Now that Valentine’s Day is behind us, rather than “everything coming up roses,” it seems to me that everything is coming up 3D.  At least everywhere I turn.

Hot on the heels of a very informative URISA BC seminar titled “The New Dimension in GIS – 3D Analysis” (find a good summary of the day here), I’m on my way to Montreal and Quebec City to take part in a seminar series on BIM and 3D interoperability.  I’ll be presenting on a number of important BIM and 3D formats and how they relate to each other, and showing how Safe’s products FME Desktop and FME Server can play a role in greasing the wheels of data exchange between such formats.  In fact, I just today heard a story of a large project here in Vancouver, BC where two firms were involved at different stages during the design process, and the hand-off between them was to redraw the plans due to incompatibility between the design systems they used.  Now that is a squeaky wheel if ever I saw one.

But what really got me thinking today was Oleg Shilovitsky’s blog posting asking “can we create a 3D RSS?”  Such a mechanism would provide a standards-based way to communicate modest amounts of 3D information using the very successful RSS mechanisms.

To me, it seems like there are two ways this could go.  One could be to take advantage of the existing GML dialect available within GeoRSS and just embed a 3D payload inside of the GML.  While this could be done today without creating anything new, it seems this would impose a Geo-aspect to the 3D RSS, which may not always be desirable or necessary in the broader context.  For example, what if you’d subscribed to a 3D RSS feed of the latest automotive model announcements? – That 3D data certainly doesn’t have a spatial context to it.
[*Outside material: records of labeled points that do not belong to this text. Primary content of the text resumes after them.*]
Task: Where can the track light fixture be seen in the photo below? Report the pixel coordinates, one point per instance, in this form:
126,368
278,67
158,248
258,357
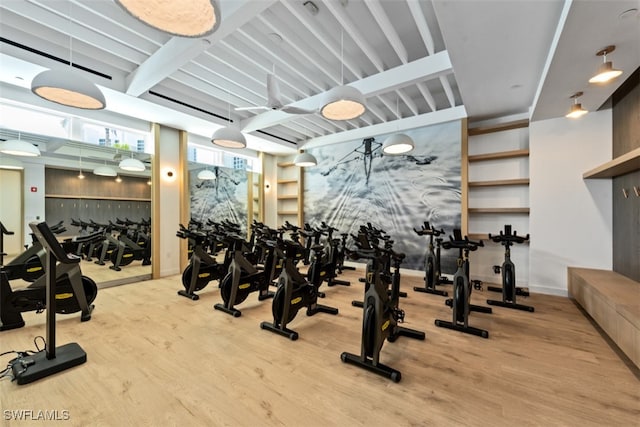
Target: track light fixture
305,160
229,137
9,163
193,18
606,72
576,109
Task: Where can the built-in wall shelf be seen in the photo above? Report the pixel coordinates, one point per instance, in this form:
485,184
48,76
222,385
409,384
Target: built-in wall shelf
499,182
499,210
622,165
500,155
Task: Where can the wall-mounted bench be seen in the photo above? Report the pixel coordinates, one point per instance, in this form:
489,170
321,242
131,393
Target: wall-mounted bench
613,301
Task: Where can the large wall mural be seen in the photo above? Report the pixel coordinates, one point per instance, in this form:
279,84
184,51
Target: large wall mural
354,184
223,198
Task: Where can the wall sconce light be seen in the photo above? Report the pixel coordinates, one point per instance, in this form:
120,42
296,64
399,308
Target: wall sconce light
606,72
169,174
576,109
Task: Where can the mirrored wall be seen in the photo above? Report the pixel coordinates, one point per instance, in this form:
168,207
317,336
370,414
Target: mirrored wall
81,184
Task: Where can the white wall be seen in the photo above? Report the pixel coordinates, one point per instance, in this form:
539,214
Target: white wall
34,205
270,172
169,202
571,218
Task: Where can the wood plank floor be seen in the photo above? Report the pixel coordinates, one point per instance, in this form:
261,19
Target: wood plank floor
158,359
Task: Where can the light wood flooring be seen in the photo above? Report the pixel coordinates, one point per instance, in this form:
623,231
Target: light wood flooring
158,359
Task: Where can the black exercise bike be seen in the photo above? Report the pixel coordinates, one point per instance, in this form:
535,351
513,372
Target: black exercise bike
294,293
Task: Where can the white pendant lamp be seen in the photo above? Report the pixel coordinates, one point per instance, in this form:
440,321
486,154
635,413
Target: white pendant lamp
606,72
206,174
229,137
105,171
193,18
18,147
11,164
398,143
68,86
576,110
132,165
305,160
343,102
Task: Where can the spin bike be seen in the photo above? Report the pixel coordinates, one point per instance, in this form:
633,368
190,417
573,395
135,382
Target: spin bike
244,278
509,289
202,267
432,271
29,265
460,303
73,292
294,292
381,316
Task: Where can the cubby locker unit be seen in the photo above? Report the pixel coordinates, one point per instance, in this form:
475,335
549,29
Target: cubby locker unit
290,193
497,188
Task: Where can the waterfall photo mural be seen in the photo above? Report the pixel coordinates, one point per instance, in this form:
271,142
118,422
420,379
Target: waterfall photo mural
355,184
223,198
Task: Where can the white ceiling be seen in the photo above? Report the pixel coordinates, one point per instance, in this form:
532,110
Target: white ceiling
437,60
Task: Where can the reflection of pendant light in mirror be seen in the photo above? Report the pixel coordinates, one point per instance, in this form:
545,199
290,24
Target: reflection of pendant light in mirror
229,137
398,143
18,147
193,18
606,72
206,174
9,163
81,175
305,160
105,171
343,102
576,109
67,86
131,164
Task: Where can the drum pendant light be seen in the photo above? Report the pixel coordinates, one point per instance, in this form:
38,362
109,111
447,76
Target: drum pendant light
343,102
67,86
193,18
The other way I could see would be for a group to just invent a new dialect of RSS, much as the Geofolks have done, and garner support for that.  It may be better to choose an existing XML specification for 3D data (again, GML might suffice, or X3D, or Collada, or …).  But if they decide to invent a new specification, then making a provision for a spatial reference point would be ideal so that the data could be located spatially if it made sense.

One way or another, I think that having an accepted way to syndicate 3D data is an idea which will have legs. It will be interesting to watch and see where it goes in the weeks and months ahead.